Wolfgang Schomburg, a German who sits on U.N. tribunals trying war crimes in former Yugoslavia and Rwanda, said the Iraqi court, advised as it was by U.S. lawyers, had some features of "victors' justice".
In an interview with Deutsche Presse-Agentur, Schomburg said the world could have set up a special court for Saddam.
"Since the United States does not cooperate with the permanent court of international criminal justice in The Hague, a tribunal supported by the international community as a whole would have had to be set up, as happened with Yugoslavia, Rwanda and Sierra Leone."
Schomburg said there had been an advance in law since the Nuremberg trials of Nazi leaders following the Second World War towards an international criminal jurisdiction, but the Saddam trial inverted this progress.
The Nuremberg trials were conducted by the Allies and later faced criticism from some legal scholars who said the victors should not have made themselves the arbiters of justice.

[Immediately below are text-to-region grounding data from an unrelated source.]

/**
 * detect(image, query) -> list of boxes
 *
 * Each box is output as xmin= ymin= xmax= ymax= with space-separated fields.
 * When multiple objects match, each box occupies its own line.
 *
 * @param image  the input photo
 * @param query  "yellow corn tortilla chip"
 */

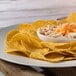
xmin=70 ymin=42 xmax=76 ymax=47
xmin=22 ymin=30 xmax=41 ymax=42
xmin=46 ymin=20 xmax=58 ymax=25
xmin=6 ymin=30 xmax=19 ymax=41
xmin=64 ymin=57 xmax=76 ymax=60
xmin=10 ymin=33 xmax=33 ymax=49
xmin=30 ymin=48 xmax=50 ymax=59
xmin=44 ymin=52 xmax=65 ymax=62
xmin=30 ymin=52 xmax=45 ymax=60
xmin=5 ymin=40 xmax=31 ymax=57
xmin=58 ymin=13 xmax=76 ymax=24
xmin=18 ymin=23 xmax=35 ymax=32
xmin=11 ymin=32 xmax=42 ymax=49
xmin=41 ymin=42 xmax=69 ymax=50
xmin=66 ymin=13 xmax=76 ymax=23
xmin=60 ymin=50 xmax=74 ymax=57
xmin=21 ymin=40 xmax=34 ymax=51
xmin=23 ymin=30 xmax=37 ymax=37
xmin=58 ymin=19 xmax=68 ymax=24
xmin=5 ymin=47 xmax=30 ymax=57
xmin=8 ymin=52 xmax=28 ymax=57
xmin=68 ymin=47 xmax=76 ymax=56
xmin=30 ymin=51 xmax=64 ymax=62
xmin=6 ymin=33 xmax=34 ymax=51
xmin=33 ymin=48 xmax=50 ymax=55
xmin=32 ymin=20 xmax=57 ymax=30
xmin=32 ymin=20 xmax=47 ymax=29
xmin=55 ymin=43 xmax=70 ymax=49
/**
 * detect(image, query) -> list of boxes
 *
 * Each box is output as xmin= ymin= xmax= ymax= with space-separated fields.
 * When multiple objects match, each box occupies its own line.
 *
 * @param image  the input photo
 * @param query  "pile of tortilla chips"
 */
xmin=4 ymin=13 xmax=76 ymax=63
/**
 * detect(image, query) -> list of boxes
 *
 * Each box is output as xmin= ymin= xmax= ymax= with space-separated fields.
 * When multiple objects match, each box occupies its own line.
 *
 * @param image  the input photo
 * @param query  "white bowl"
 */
xmin=37 ymin=30 xmax=76 ymax=43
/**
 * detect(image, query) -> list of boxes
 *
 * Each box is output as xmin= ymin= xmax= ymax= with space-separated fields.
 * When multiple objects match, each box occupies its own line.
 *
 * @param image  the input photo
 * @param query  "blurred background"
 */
xmin=0 ymin=0 xmax=76 ymax=27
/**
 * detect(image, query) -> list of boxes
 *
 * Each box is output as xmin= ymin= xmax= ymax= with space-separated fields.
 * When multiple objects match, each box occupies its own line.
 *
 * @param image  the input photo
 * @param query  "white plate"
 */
xmin=0 ymin=25 xmax=76 ymax=68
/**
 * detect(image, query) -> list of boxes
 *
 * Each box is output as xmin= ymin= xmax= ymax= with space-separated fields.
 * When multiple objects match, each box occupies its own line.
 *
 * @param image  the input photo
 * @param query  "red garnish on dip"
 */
xmin=54 ymin=23 xmax=76 ymax=36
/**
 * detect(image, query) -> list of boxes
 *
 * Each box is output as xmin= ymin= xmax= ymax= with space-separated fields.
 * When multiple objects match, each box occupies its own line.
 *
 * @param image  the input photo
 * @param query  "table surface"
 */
xmin=1 ymin=60 xmax=76 ymax=76
xmin=0 ymin=0 xmax=76 ymax=28
xmin=1 ymin=0 xmax=76 ymax=76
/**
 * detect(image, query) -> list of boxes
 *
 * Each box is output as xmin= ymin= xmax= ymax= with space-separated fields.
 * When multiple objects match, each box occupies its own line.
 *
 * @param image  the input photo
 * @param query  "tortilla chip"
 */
xmin=30 ymin=52 xmax=45 ymax=60
xmin=46 ymin=20 xmax=58 ymax=25
xmin=66 ymin=13 xmax=76 ymax=23
xmin=8 ymin=52 xmax=28 ymax=57
xmin=64 ymin=57 xmax=76 ymax=60
xmin=32 ymin=20 xmax=47 ymax=29
xmin=41 ymin=42 xmax=69 ymax=50
xmin=55 ymin=43 xmax=70 ymax=49
xmin=58 ymin=19 xmax=67 ymax=24
xmin=6 ymin=30 xmax=19 ymax=41
xmin=30 ymin=49 xmax=64 ymax=62
xmin=34 ymin=48 xmax=50 ymax=55
xmin=70 ymin=42 xmax=76 ymax=47
xmin=32 ymin=20 xmax=58 ymax=30
xmin=11 ymin=32 xmax=42 ymax=49
xmin=22 ymin=30 xmax=41 ymax=42
xmin=5 ymin=47 xmax=30 ymax=57
xmin=69 ymin=47 xmax=76 ymax=56
xmin=44 ymin=52 xmax=65 ymax=62
xmin=18 ymin=23 xmax=35 ymax=32
xmin=58 ymin=13 xmax=76 ymax=24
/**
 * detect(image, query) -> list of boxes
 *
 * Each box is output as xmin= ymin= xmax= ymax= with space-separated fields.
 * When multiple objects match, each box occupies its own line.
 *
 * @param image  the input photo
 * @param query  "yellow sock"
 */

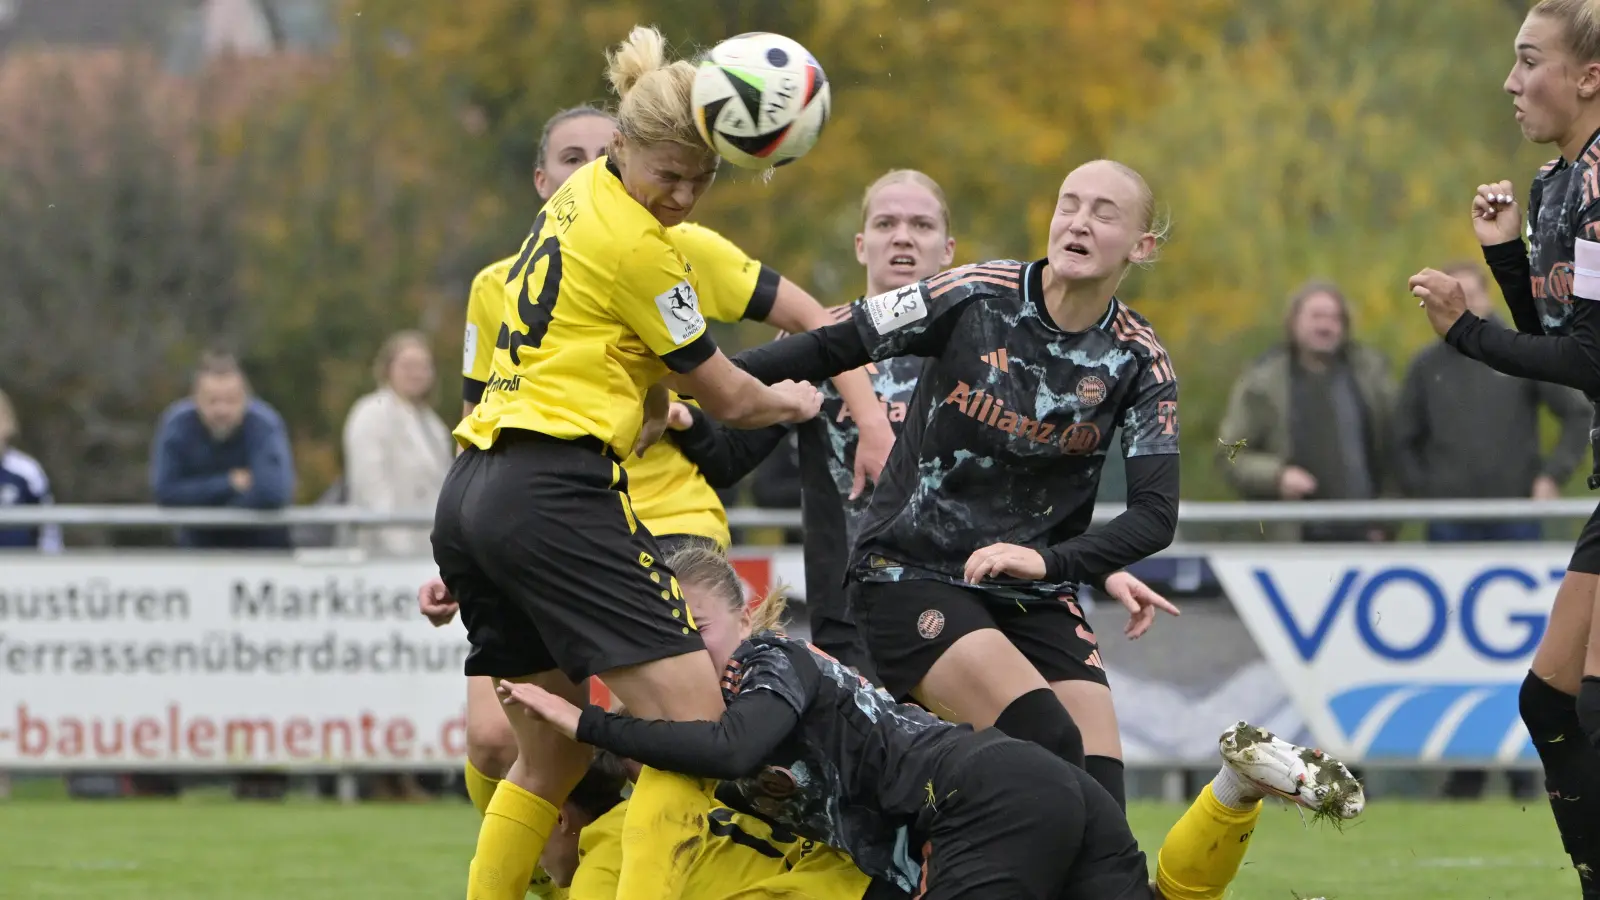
xmin=1155 ymin=783 xmax=1262 ymax=900
xmin=467 ymin=779 xmax=560 ymax=900
xmin=463 ymin=761 xmax=561 ymax=898
xmin=465 ymin=759 xmax=500 ymax=817
xmin=613 ymin=766 xmax=713 ymax=900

Schomburg added that fair proceedings and discovery of the truth about the past in the trials of Saddam and associates was barely possible in Iraq's atmosphere of violence and inter-ethnic tension.
"Under pressure and lacking the necessary distance from the case, even the most benevolent judge would find it hard to reach a fair verdict," he said.
Schomburg, an expert on international criminal law, also criticized what he called the "arbitrary" time span for offences triable by the Iraqi court. It has jurisdiction over events between 1968 and the start of May 2003.
He added that Saddam had not been indicted at all for the most serious offences he is suspected of, but only for crimes that were minor by comparison. If he were to be prematurely sentenced to death for those, which could not be ruled out, "the larger context will never be investigated".
Schomburg said a thorough inquiry by the courts into genocide and war crimes was often beneficial to political reconciliation in a nation. This had been demonstrated by the U.N. tribunals for Yugoslavia and Rwanda.
"Why should a transformation of the people's attitudes not be possible in Iraq as well?" he said. "We ought not to abandon our hope for the inseparable trio of truth, justice and peace, even in Iraq."